Department of Psychology and Neuroscience, University of Colorado Boulder, Boulder, CO, USA.
Eur J Hum Genet. 2019 Jun;27(6):963-969. doi: 10.1038/s41431-019-0349-x. Epub 2019 Feb 5.
Some of the most widely studied variants in psychiatric genetics include variable number tandem repeat variants (VNTRs) in SLC6A3, DRD4, SLC6A4, and MAOA. While initial findings suggested large effects, their importance with respect to psychiatric phenotypes is the subject of much debate with broadly conflicting results. Despite broad interest, these loci remain absent from the largest available samples, such as the UK Biobank, limiting researchers' ability to test these contentious hypotheses rigorously in large samples. Here, using two independent reference datasets, we report out-of-sample imputation accuracy estimates of >0.96 for all four VNTR variants and one modifying SNP, depending on the reference and target dataset. We describe the imputation procedures of these candidate variants in 486,551 UK Biobank individuals, and have made the imputed variant data available to UK Biobank researchers. This resource, provided to the scientific community, will allow the most rigorous tests to-date of the roles of these variants in behavioral and psychiatric phenotypes.

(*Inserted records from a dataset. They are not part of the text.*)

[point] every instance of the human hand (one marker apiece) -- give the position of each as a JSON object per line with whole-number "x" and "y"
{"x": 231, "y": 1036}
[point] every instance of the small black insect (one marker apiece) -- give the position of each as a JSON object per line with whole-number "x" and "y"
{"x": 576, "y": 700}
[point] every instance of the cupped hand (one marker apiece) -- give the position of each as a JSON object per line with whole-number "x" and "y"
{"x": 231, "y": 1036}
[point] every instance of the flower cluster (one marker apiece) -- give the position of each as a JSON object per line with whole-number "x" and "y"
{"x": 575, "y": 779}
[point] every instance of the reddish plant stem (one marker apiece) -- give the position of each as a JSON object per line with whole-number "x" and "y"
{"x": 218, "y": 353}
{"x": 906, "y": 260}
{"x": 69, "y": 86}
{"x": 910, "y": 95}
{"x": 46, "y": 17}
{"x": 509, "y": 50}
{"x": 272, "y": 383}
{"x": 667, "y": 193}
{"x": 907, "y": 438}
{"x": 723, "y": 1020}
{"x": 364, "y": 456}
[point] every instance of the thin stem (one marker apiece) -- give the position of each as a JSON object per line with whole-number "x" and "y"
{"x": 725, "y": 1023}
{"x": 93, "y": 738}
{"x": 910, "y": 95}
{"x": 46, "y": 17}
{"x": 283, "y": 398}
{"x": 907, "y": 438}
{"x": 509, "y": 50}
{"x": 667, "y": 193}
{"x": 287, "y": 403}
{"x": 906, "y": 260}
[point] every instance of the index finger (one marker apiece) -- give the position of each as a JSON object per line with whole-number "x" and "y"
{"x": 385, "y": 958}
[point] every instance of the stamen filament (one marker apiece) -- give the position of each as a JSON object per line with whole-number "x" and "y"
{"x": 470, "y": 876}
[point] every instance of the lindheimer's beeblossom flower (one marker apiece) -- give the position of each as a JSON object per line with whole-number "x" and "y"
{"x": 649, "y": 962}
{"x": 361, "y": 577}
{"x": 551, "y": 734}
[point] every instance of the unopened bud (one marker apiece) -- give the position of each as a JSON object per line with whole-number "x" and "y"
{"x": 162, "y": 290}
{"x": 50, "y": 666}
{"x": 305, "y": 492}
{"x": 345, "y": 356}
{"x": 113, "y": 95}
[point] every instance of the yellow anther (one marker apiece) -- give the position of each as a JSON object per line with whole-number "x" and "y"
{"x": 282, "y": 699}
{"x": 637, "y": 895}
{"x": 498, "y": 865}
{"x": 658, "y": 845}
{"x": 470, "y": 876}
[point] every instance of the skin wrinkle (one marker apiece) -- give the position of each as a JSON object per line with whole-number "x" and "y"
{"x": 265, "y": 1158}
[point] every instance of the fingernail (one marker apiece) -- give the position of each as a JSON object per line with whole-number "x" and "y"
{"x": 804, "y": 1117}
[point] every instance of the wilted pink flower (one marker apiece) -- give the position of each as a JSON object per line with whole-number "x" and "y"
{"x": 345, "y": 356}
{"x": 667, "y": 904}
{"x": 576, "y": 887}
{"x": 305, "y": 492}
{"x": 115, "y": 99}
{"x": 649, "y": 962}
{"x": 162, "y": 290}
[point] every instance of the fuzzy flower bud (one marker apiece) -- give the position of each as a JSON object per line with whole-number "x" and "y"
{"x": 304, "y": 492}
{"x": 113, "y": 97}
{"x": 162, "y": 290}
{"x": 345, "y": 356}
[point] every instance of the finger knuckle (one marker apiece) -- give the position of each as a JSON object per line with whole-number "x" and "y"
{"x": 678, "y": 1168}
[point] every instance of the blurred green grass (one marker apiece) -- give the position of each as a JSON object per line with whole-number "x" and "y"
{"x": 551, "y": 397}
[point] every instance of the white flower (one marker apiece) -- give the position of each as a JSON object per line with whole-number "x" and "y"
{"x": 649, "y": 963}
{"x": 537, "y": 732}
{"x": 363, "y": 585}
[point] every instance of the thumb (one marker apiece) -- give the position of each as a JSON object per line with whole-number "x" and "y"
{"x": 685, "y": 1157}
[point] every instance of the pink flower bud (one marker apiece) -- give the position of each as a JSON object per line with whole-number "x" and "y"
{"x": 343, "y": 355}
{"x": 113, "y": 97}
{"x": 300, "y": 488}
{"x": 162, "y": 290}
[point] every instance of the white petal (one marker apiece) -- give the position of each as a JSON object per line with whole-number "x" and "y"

一些在精神遗传学中研究最广泛的变体包括 SLC6A3、DRD4、SLC6A4 和 MAOA 中的可变数目串联重复(VNTR)变体。虽然最初的发现表明了它们的重要性,但它们对精神表型的重要性是一个备受争议的话题,结果广泛存在冲突。尽管人们广泛关注这些基因座,但它们在最大的现有样本中(例如英国生物银行)仍然缺失,这限制了研究人员在大型样本中严格测试这些有争议的假设的能力。在这里,我们使用两个独立的参考数据集,报告了所有四个 VNTR 变体和一个修饰 SNP 的样本外估计精度>0.96,这取决于参考和目标数据集。我们描述了在 486,551 名英国生物银行个体中这些候选变体的导入程序,并向英国生物银行研究人员提供了导入的变体数据。该资源提供给科学界,将允许对这些变体在行为和精神表型中的作用进行迄今为止最严格的测试。